Tenho muitos amigos e amigas com quem troco impressões sobre o que acontece na seara do poder, na vida do país etc. Uma dessas pessoas é a Doutora Maria Thereza Waisberg, professora de psicologia e mestre em filosofia. Mostrei essa foto aí à Dra Maria Thereza. E ela resolveu brindar os leitores de Os Divergentes com o texto que se segue, sobre um dos temas que trouxe aflição aos brasileiros no ano de 2016: a corrupção.
Uma foto pode ser uma prova instrutiva e irrefutável. É tão evidente que não é preciso insistir nisso. Mas, ao mesmo tempo, ocorre com frequência que não se sabe bem o que ela prova. Uma fotografia, contudo, é prova viva a revelar o aspecto caricatural do cidadão brasileiro típico, que saiu às ruas, perplexo e revoltado, para manifestar a sua indignação contra a corrupção endêmica no Brasil.
Mais do que revelar a fantasia de que a justiça há de prevalecer prendendo enfim os responsáveis, Orlando Brito, a exemplo, conseguiu também captar a aura de ironia do momento histórico do ano de 2016, que enfim passou. E passou marcado por sucessivos escândalos das delações premiadas, em que o homens públicos indignos e sem caráter ainda estão com as mãos manchadas pelo dinheiro roubado.
Porém não se deve acreditar demais no que se vê. Uma foto não passa de uma superfície. Não tem profundidade, mas uma densidade fantástica. A foto do homem comum, que protesta e ri como se estivesse fantasiado para o carnaval, esconde outra, atrás dela, sob ela, em torno dela. Questão de tela. Palimpsesto.
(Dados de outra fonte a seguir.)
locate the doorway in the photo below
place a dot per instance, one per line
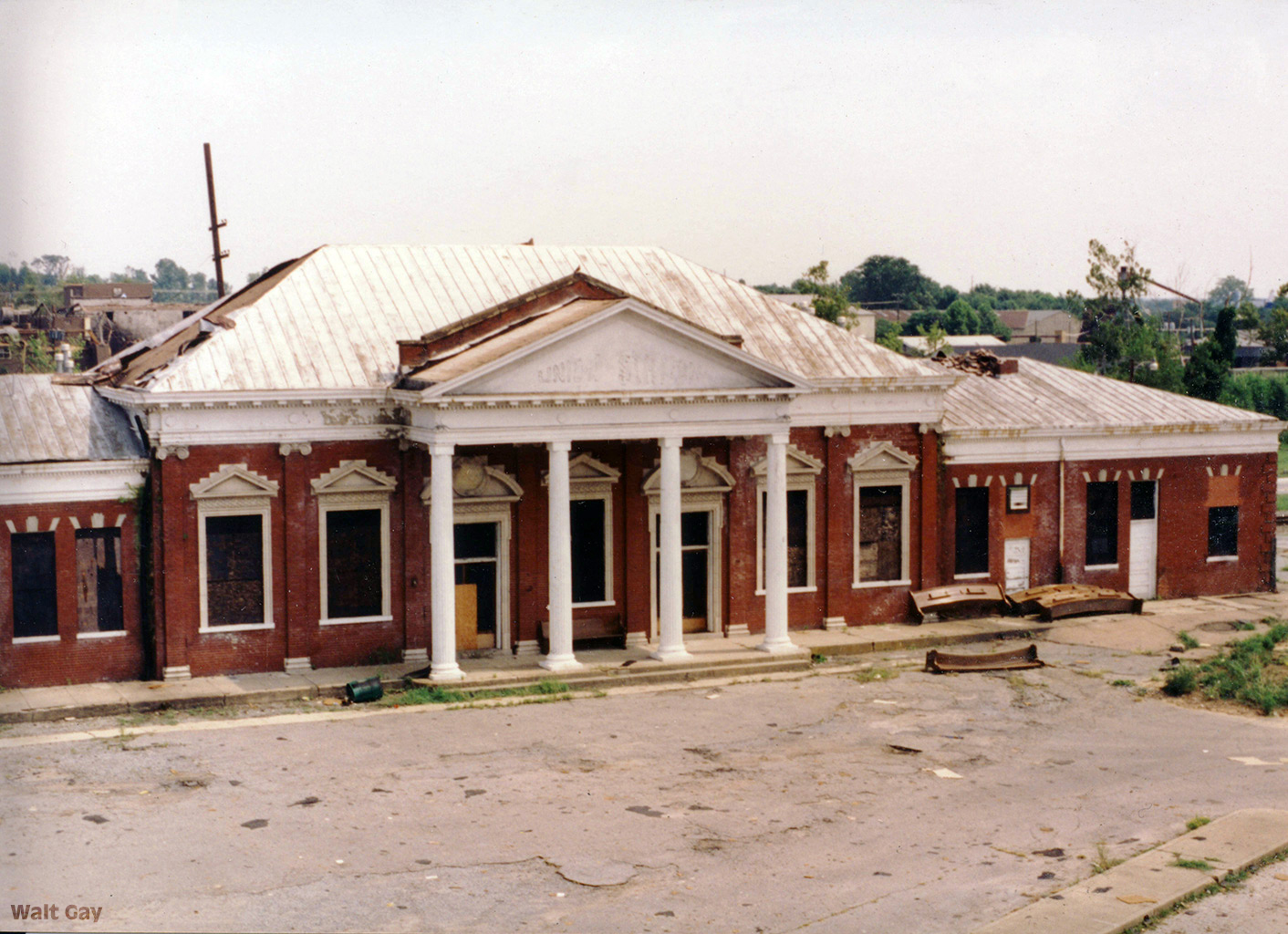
(1143, 566)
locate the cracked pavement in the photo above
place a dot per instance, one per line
(782, 805)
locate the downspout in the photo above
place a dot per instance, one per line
(1062, 513)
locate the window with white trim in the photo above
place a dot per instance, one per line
(234, 546)
(882, 484)
(803, 473)
(353, 543)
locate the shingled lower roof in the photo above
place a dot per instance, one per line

Corrupção significa transação ou troca entre quem corrompe e quem se deixa corromper. É uma forma particular de exercer influência ilícita, ilegal e ilegítima. Amolda-se ao funcionamento de um sistema, mais precisamente ao modo de como se tomam as decisões. Da corrupção já sabemos os efeitos. Porém não se pode tocar em algo que é da ordem abstrata do comportamento cultural de quem desempenha um papel público.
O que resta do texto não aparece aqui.